Die unterschiedlichen Rechtsbeziehungen werden vom Bundessozialgericht (BSG) eigentlich streng getrennt. So sei im Dreiecksverhältnis zwischen Versichertem, Krankenkasse und Leistungserbringer zwischen dem zivilrechtlichen „Behandlungsverhältnis“, [4] dem öffentlich-rechtlichen „Versicherungsverhältnis“ und dem ebenfalls öffentlich-rechtlichen „Abrechnungsverhältnis“ zu differenzieren. [5] Durchbrochen wurde diese Trennung unter anderem mit den Entscheidungen des 1. Senats zu den Konsequenzen einer Verletzung der in § 630e BGB geregelten Aufklärungspflicht für den Vergütungsanspruch des Leistungserbringers nach Maßgabe des SGB V. [6] Vor dem Hintergrund der Tatsache, dass „Vergütung“ zwar ein gern genutzter Begriff im SGB V ist, es letztlich insoweit aber einer hinreichenden Klarheit der normativen Grundlagen für den Vergütungsanspruch fehlt, [7] erscheint gerade diese – die stets betonte Trennung der beiden Ebenen letztlich durchbrechende – Sichtweise als bedenklich. [8] Das BSG operiert auch hier mit einem immer wieder anzutreffenden Argumentationsmuster, das der Bundesgerichtshof (BGH) als dessen „streng formale Betrachtungsweise“ bezeichnet: [9] Leistungen, die ein Leistungserbringer unter Verstoß gegen Vorschriften bewirkt hat, die die Vergütung von der Erfüllung bestimmter formaler oder inhaltlicher Voraussetzungen abhängig machen, begründen danach keinen Vergütungsanspruch. Welche Vorschriften hiervon erfasst sind, bleibt dabei völlig offen; und auch wann eine „bloße Ordnungsvorschrift“ vorliegt, deren Verletzung nicht zum Wegfall des Vergütungsanspruchs führen soll, [10] wurde nie näher erläutert – obwohl der Leistungserbringer nicht nur finanzielle Nachteile erleidet, sondern auch strafrechtlichen Risiken ausgesetzt ist. [11]

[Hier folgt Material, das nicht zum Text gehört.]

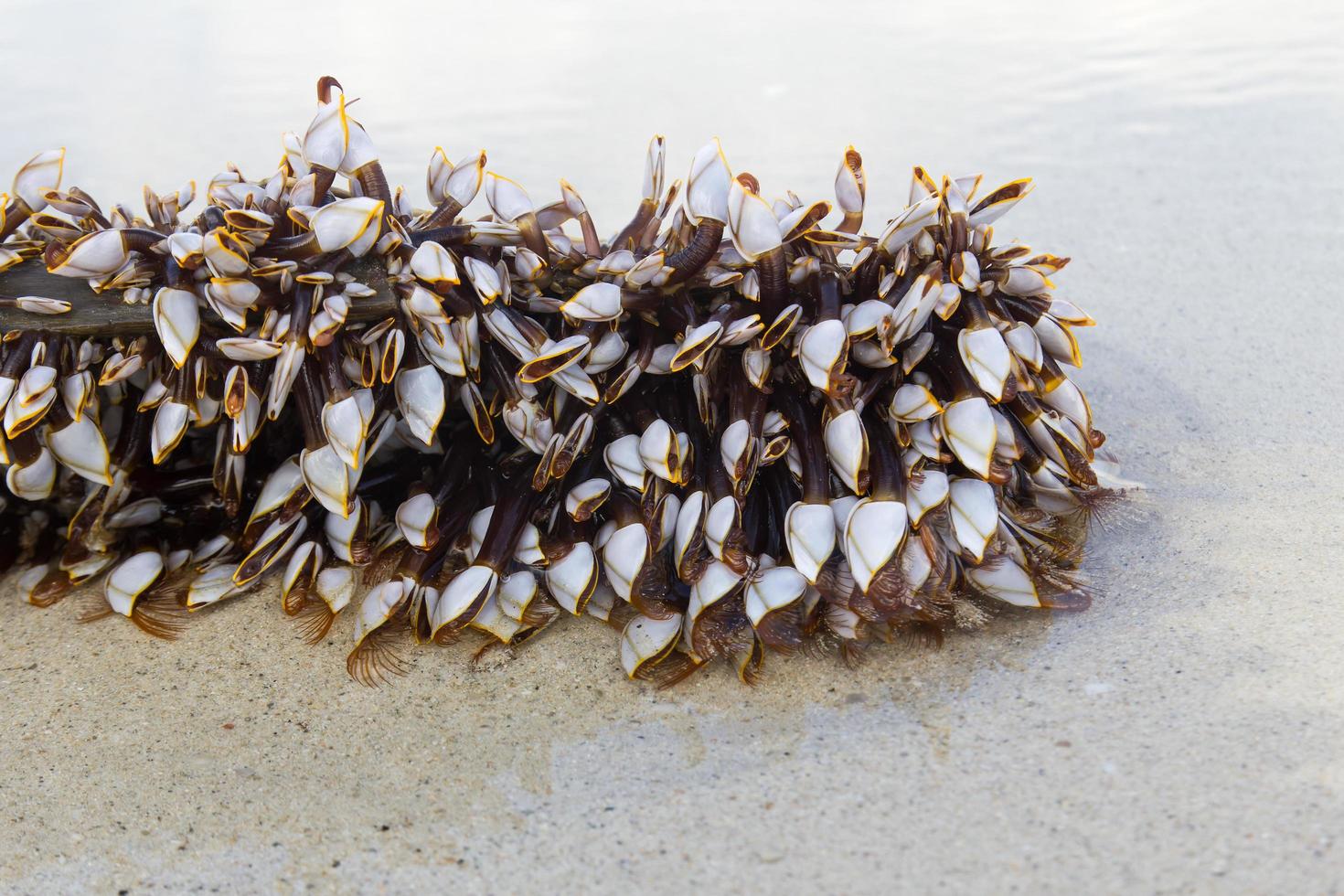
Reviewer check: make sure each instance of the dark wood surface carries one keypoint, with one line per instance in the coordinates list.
(108, 315)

Vor diesem Hintergrund ist Vorsicht geboten, wenn das BSG im Kontext der Leistungserbringung von einem Fehlverhalten im weitesten Sinne spricht und daraus zugleich rechtlich nachteilige Konsequenzen zieht. Die Entscheidung des BSG vom 22. Juni 2022 [12] gibt insoweit erneut Anlass zu einer kritischen Erwiderung – auch wenn die betreffenden Aussagen letztlich im Rahmen eines obiter dictum getroffen wurden. Es geht nunmehr um eine Konstellation, die sich im Binnenbereich des öffentlich-rechtlichen Krankenversicherungsrechts abspielt, dennoch die Grenzen der jeweiligen Rechtsverhältnisse durchbricht und zugleich die Grundlagen des Allgemeinen Verwaltungsrechts adressiert: Welche Konsequenzen ergeben sich für den Vergütungsanspruch des Leistungserbringers, wenn er die Leistung in Kenntnis der Tatsache – und damit gleichsam bösgläubig – erbringt, dass die Krankenkasse den Anspruch bereits gegenüber dem Versicherten verneint hat?

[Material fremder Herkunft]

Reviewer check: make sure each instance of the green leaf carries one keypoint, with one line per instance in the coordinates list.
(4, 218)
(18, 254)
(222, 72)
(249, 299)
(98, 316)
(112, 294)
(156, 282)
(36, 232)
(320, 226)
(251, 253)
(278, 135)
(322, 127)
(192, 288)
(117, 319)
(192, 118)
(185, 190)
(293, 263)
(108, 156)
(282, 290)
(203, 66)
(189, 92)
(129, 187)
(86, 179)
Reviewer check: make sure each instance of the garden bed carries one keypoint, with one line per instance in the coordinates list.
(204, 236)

Zum besseren Verständnis der rechtlichen Problematik sollen zunächst der zugrunde liegende Sachverhalt sowie dessen Bewertung durch die Instanzgerichte kurz skizziert werden (hierzu unter B.), ehe die maßgeblichen Aussagen des 1. Senats des BSG erläutert (C. und D.) und kritisch hinterfragt werden (E.).

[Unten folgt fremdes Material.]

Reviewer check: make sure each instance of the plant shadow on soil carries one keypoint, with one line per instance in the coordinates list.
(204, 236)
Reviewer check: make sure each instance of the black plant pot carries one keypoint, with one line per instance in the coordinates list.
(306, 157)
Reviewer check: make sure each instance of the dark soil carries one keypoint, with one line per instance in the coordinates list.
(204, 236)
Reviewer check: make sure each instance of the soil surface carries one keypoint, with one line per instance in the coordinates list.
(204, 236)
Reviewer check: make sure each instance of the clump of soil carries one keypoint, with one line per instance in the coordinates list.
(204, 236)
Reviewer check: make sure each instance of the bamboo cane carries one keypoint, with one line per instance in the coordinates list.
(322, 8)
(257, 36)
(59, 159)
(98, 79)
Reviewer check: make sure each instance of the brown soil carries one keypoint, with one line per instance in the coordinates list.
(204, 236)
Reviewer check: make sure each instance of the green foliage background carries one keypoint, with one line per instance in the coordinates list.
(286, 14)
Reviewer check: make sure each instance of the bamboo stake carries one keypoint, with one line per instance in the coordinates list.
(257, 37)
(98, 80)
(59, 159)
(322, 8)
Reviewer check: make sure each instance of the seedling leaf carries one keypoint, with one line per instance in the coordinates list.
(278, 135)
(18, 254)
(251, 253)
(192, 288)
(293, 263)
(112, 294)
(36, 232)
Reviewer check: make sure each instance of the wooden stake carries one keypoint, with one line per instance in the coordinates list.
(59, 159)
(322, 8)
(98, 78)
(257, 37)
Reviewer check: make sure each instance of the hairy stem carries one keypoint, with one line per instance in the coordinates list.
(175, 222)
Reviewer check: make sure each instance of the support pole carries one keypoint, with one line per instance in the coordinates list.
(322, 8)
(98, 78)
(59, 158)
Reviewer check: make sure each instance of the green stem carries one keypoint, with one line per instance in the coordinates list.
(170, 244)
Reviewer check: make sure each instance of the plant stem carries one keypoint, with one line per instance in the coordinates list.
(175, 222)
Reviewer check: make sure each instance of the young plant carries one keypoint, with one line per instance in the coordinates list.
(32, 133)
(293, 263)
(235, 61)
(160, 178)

B. Zu den Hintergründen und den Entscheidungen der Instanzgerichte
Der stark übergewichtige Versicherte hatte bei seiner Krankenkasse die Kostenübernahme für eine Magenverkleinerung durch eine sogenannte bariatrische Operation beantragt. Diese lehnte den Antrag nach Einholung eines sozialmedizinischen Gutachtens des Medizinischen Dienstes der Krankenversicherung (MDK) [13] mit der Begründung ab, die Operation sei nicht ultima ratio, weil eine multimodale konservative Therapie zur Behandlung der Adipositas nicht dokumentiert sei. Der Versicherte erhob gegen diese Entscheidung keinen Widerspruch; vielmehr ließ er die Operation wenige Wochen später im Rahmen einer vollstationären Versorgung in einem Krankenhaus vornehmen. Die Rechnung des Krankenhauses über rund 7000 € wurde von der Krankenkasse nicht beglichen, was zu einem Rechtsstreit vor dem Sozialgericht führte.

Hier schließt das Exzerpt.